= United States House Committee on Woman Suffrage =

The Committee on Woman Suffrage was a committee of the United States House of Representatives between 1917 and 1927. The committee was influential in shepherding through the ratification of the 19th Amendment to the United States Constitution giving women the right to vote.

==Jurisdiction==
The resolution establishing the Committee on Woman Suffrage gave it jurisdiction over any proposed legislation related to woman suffrage, an issue that had been the jurisdiction of the Judiciary Committee.
==History==

Petition from Carrie Chapman Catt of the National American Woman Suffrage Association

Suffragist Carrie Chapman Catt petitioned Speaker of the House Champ Clark on behalf of the National American Woman Suffrage Association on April 10, 1917, urging the House to create a Committee on Woman Suffrage. She argued that the Judiciary Committee, which had jurisdiction over the issue, was too busy with other matters to address suffrage for women. During a May 18, 1917 hearing, numerous Representatives, including Jeannette Rankin, the only female member of the House, urged the House Rules Committee to create the Committee on Woman Suffrage. The U.S. Senate had established the Select Committee on Woman Suffrage in 1882.

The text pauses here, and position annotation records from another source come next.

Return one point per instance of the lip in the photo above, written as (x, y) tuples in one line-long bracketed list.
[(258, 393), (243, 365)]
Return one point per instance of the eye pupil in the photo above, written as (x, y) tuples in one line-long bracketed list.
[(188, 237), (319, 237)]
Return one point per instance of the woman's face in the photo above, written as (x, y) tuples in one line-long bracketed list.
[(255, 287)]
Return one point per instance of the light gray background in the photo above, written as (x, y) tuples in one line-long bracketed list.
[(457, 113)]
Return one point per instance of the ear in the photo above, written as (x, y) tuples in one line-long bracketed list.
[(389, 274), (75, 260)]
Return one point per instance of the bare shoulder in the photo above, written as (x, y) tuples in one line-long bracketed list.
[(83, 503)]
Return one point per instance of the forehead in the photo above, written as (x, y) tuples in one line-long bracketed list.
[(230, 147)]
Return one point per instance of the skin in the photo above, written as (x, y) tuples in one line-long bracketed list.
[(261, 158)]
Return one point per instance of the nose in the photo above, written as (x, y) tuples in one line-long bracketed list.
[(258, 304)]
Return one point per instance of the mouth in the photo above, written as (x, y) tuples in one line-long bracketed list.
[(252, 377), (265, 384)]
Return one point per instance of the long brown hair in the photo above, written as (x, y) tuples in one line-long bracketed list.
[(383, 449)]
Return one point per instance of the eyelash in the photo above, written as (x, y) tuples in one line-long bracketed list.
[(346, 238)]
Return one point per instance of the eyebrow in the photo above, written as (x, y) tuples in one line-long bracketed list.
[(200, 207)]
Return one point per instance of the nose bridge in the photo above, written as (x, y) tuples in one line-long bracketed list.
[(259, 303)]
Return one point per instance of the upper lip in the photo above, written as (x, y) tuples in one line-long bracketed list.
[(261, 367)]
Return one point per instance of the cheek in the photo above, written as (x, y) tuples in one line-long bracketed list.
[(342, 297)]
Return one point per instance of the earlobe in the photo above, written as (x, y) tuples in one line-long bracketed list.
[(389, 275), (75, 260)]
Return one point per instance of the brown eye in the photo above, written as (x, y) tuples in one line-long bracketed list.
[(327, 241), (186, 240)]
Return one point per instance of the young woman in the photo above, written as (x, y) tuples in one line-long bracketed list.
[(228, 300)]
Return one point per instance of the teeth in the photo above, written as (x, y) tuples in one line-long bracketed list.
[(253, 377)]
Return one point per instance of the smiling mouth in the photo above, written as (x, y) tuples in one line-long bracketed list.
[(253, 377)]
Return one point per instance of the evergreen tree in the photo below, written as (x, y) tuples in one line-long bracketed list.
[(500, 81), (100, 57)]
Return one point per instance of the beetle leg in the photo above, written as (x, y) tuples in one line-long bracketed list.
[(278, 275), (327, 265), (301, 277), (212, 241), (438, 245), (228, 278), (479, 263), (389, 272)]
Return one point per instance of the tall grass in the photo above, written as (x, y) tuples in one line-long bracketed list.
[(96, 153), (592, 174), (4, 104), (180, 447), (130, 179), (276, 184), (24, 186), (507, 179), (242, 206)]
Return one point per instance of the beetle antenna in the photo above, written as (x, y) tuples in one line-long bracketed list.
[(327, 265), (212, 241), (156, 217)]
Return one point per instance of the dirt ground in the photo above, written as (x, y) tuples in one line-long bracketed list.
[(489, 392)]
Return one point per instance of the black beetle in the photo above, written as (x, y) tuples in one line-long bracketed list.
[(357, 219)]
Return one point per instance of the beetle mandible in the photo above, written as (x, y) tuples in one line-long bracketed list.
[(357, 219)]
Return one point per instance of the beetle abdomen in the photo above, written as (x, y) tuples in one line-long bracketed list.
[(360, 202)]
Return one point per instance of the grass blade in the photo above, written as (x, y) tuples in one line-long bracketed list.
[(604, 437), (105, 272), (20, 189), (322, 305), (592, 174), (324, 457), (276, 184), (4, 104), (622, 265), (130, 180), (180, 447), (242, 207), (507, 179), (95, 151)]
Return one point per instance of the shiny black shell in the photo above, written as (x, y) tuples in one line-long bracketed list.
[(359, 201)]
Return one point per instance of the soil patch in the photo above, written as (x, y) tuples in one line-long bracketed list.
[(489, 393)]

On September 24, 1917, House Resolution 12, establishing a Committee on Woman Suffrage, was passed. Representative John Edward Raker, a Democrat from California, served as the Committee's chairman. At least one newspaper reported that Rankin had been passed over to chair the Committee after the Republican caucus failed to endorse her.

The Committee held its first session on January 3, 1918, and heard testimony from Carrie Chapman Catt, Anna Howard Shaw, and others in favor of the constitutional amendment for woman suffrage. On January 8, the Committee ordered a favorable report on the amendment. The following day, President Woodrow Wilson publicly declared support for the amendment, and on January 10, the House of Representatives passed the federal woman suffrage amendment by two-thirds majority. The Senate failed to pass an amendment, so the House voted again to pass the woman suffrage amendment, which would become the 19th Amendment, on May 21, 1919. The Committee's final report was on H.J. Res. 1, which became the 19th Amendment to the Constitution. Though the Committee existed until 1927, it ceased activities following the ratification of the 19th Amendment in 1920.